Aujourd'hui, le ciel est à nouveau couvert et il fait froid (12°). Pas encore de pluie, du moins une pluie conséquente, mais une forte humidité. La matinée a passé en flâneries et en causeries en famille. Un parfum de rentrée est dans l'air et chacun semble prendre le temps de profiter des lieux et des gens. Après le déjeuner, je suis allé au jardin. On ne percevait déjà plus le gazouillis des oiseaux et pas le moindre papillon dans les prés ras. Ne sachant que faire, je décidai de grimper dans mon sapin, près du kiosque. Toutes ces années passées, c'était mon mas de misaine pour de longs voyages en solitaire. Je ne pus hélas m'installer sur mon perchoir habituel car de jeunes branches avaient poussé. Je restai néanmoins à quelques mètres du sol, songeur, car que faire sur un arbre à moins que l'on ne songe ? Ni le temps ni la température ne se prêtaient pourtant à ce jeu d'un autre âge. A l'âge où j'étais presque encore un enfant et où il me suffisait de projeter dans les nuages mes périples au long cours pour qu'ils se réalisent ! En fait, suis-je aussi rêveur que d'aucuns me le reprochent ? Je ne suis rêveur que par défaut. Mon véritable tempérament, c'est l'action même si cette action est inemployée ou prise à défaut, pour de multiples raisons, puisque je me sens souvent captif dans mon corps et paralysé dans des entreprises qu'on juge ici hasardeuses ou puériles. Donc, c'est décidé, je suis bien un homme d'action. La preuve ? Je saute de mon arbre car il n'y a plus rien désormais à y observer ni à y entreprendre.L'après-midi a ensuite langui entre petits riens et rituels rassurants. Seule corvée : j'ai dû faire un saut jusqu'à l'Etoile pour confesse à cause de ma nuit de mardi. La barbe ! Heureusement, mon aveu fut évasif et le curé somnolent. Le thé a manqué d'enthousiasme, sans doute faute de rhum. Bon Papa a dû cacher la bouteille, tout en nous laissant croire qu'elle s'était évanouie par magie. Quel taquin ! Mes sœurs les plus jeunes ouvraient de grands yeux, perplexes, incrédules. Un flacon magique qui n'en fait qu'à sa guise, s'envole vers les îles, se cache et reviendra, qui sait ? Leur naïveté m'a amusé, surtout celle de Chou et j'ai alors senti quel abîme me sépare désormais de ces enfants insouciantes.

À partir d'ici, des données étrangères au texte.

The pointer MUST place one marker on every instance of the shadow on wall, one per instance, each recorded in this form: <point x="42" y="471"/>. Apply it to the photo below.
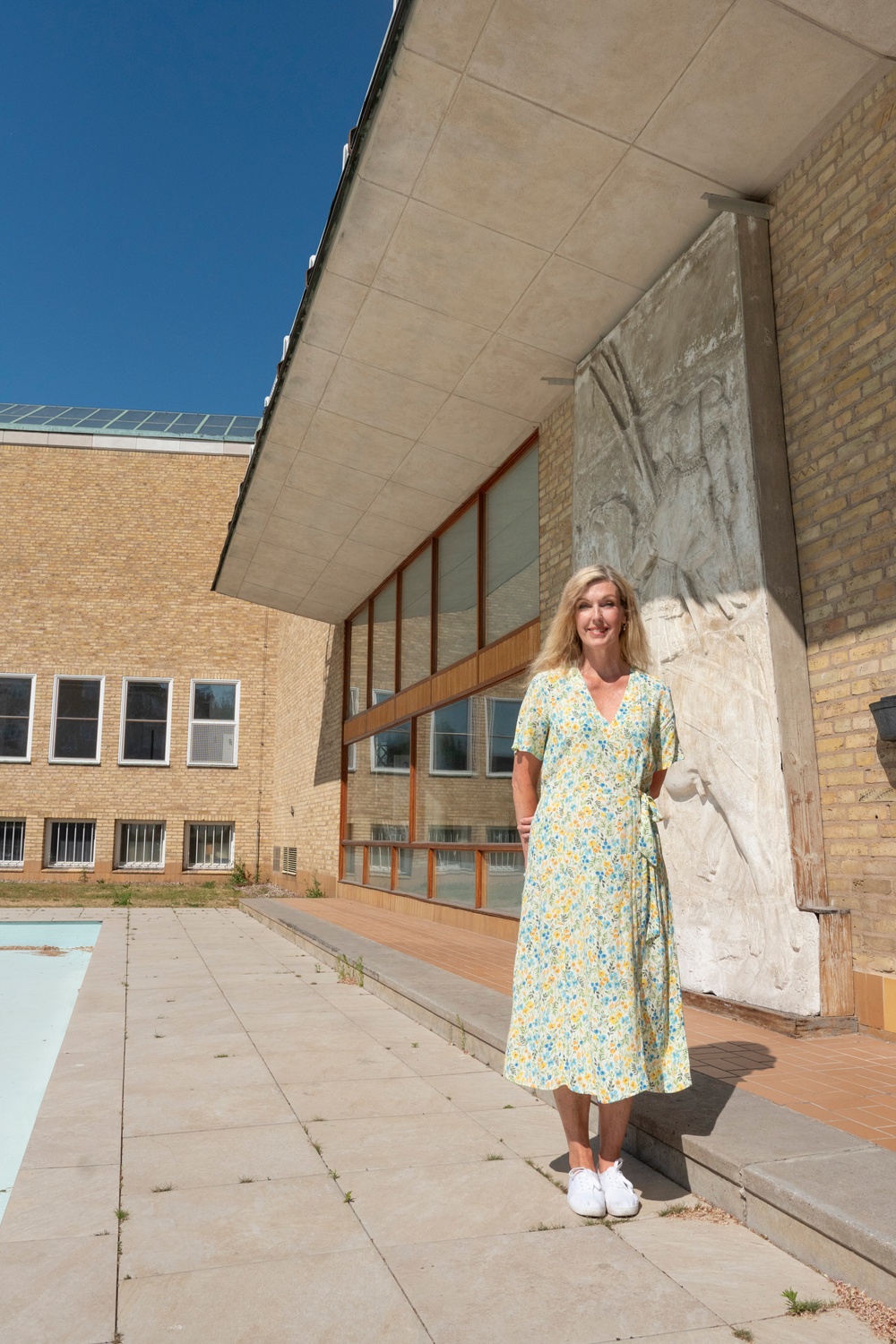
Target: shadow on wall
<point x="328" y="765"/>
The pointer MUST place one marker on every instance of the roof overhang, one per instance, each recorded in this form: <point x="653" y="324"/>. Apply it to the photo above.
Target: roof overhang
<point x="520" y="175"/>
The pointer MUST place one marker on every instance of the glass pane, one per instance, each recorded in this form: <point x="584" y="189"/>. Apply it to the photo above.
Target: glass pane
<point x="78" y="699"/>
<point x="384" y="642"/>
<point x="500" y="718"/>
<point x="75" y="739"/>
<point x="452" y="741"/>
<point x="455" y="876"/>
<point x="457" y="590"/>
<point x="215" y="701"/>
<point x="417" y="618"/>
<point x="512" y="548"/>
<point x="147" y="701"/>
<point x="15" y="695"/>
<point x="13" y="737"/>
<point x="358" y="664"/>
<point x="411" y="871"/>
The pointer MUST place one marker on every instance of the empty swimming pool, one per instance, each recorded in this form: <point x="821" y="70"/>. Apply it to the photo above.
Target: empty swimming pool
<point x="42" y="967"/>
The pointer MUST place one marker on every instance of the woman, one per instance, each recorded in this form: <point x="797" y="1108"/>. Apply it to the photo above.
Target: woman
<point x="597" y="1005"/>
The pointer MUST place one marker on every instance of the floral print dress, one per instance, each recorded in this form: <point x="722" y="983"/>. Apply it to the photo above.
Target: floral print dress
<point x="597" y="1003"/>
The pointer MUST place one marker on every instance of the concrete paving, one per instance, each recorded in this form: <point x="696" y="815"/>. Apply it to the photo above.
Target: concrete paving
<point x="237" y="1147"/>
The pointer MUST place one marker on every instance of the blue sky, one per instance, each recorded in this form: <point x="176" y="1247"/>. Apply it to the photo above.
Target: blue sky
<point x="167" y="171"/>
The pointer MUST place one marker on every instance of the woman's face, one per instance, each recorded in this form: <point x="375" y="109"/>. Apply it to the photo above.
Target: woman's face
<point x="599" y="617"/>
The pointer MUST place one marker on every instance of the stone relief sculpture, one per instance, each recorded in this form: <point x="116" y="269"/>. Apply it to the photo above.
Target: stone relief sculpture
<point x="664" y="489"/>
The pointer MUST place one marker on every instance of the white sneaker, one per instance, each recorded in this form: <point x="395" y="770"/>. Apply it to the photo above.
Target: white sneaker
<point x="584" y="1195"/>
<point x="618" y="1193"/>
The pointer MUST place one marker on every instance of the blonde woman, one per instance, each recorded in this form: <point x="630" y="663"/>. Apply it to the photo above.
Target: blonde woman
<point x="597" y="1005"/>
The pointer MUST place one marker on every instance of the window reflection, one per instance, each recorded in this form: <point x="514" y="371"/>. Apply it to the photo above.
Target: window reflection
<point x="417" y="618"/>
<point x="457" y="590"/>
<point x="383" y="658"/>
<point x="512" y="548"/>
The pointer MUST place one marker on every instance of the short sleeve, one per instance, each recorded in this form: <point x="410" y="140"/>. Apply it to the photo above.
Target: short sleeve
<point x="533" y="720"/>
<point x="665" y="736"/>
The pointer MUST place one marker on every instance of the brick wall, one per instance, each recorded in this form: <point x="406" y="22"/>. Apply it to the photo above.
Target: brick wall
<point x="108" y="558"/>
<point x="833" y="247"/>
<point x="555" y="507"/>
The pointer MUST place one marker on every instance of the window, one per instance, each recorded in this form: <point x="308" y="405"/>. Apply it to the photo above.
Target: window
<point x="457" y="590"/>
<point x="70" y="844"/>
<point x="210" y="844"/>
<point x="214" y="723"/>
<point x="13" y="843"/>
<point x="501" y="717"/>
<point x="142" y="844"/>
<point x="77" y="715"/>
<point x="417" y="618"/>
<point x="16" y="714"/>
<point x="145" y="722"/>
<point x="452" y="741"/>
<point x="512" y="548"/>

Peu après six heures, je suis parti me promener seul à travers la clairière de Gruerie. Les tiges ployaient sous l'humidité oppressante, les champs s'évaporaient tandis que je marchais dans un fouillis romantique de fougères, de ronces, de chênes moussus, de rejets exubérants d'où s'exhalait une âpre et enivrante senteur de selve sauvage. Belle nature libre et sincère, qui m'envoûte et me trouble ! Dans quelques jours, j'en serai privé pour de longs mois. A Paris, jardins et parcs sont tirés au cordeau, ratissés et mondains. Evidemment, les citadins sont bien forcés de s'en contenter ! Il se pourrait que leurs enfants ne connaissent rien d'autre et que, dans leur pensée simpliste, un arbre pousse forcément droit, une eau stagne, un pré est ras ! Où est la vie ? Qu'en connaîtront-ils ? Bien sûr, ils grandiront, ils voyageront mais, bientôt adultes et raisonnables, ils perdront l'innocence des explorations dangereuses et l'enivrement capiteux des toutes premières sensations, quand les papilles sont encore vierges et la peau malléable. Herbes humides et innombrables, fétuque, trèfle, sainfoin, aigrettes des avoines qui tremblent, mûres et fraises dérobées aux buissons, filets d'argent dans les toiles arachnéennes, grenouilles, cagouilles, abeilles, scarabées et mes chers papillons… tout mon univers enchanteur ! Quelle surabondance ! L'anarchie d'une nature presque vierge à la fois secrète et confiante, sauvage et familière pour qui sait l'apprivoiser. Et, sans me vanter, je sais de mieux en mieux… Je fais partie de ce monde. Je n'ai d'autre but que de le comprendre et de le goûter avec mes sens. En tout cas, ce soir, j'ai humé ma terre, je l'ai savourée longuement et le charme a opéré. Même mes prémonitions citadines se sont évanouies aussi vite que les vapeurs après l'ondée : j'étais bien, en tête-à-tête avec moi-même, dans cet écrin de sensations, insouciant, léger, le corps vibrant et l'âme en paix, exempte de tout remords et de tout souci rongeur !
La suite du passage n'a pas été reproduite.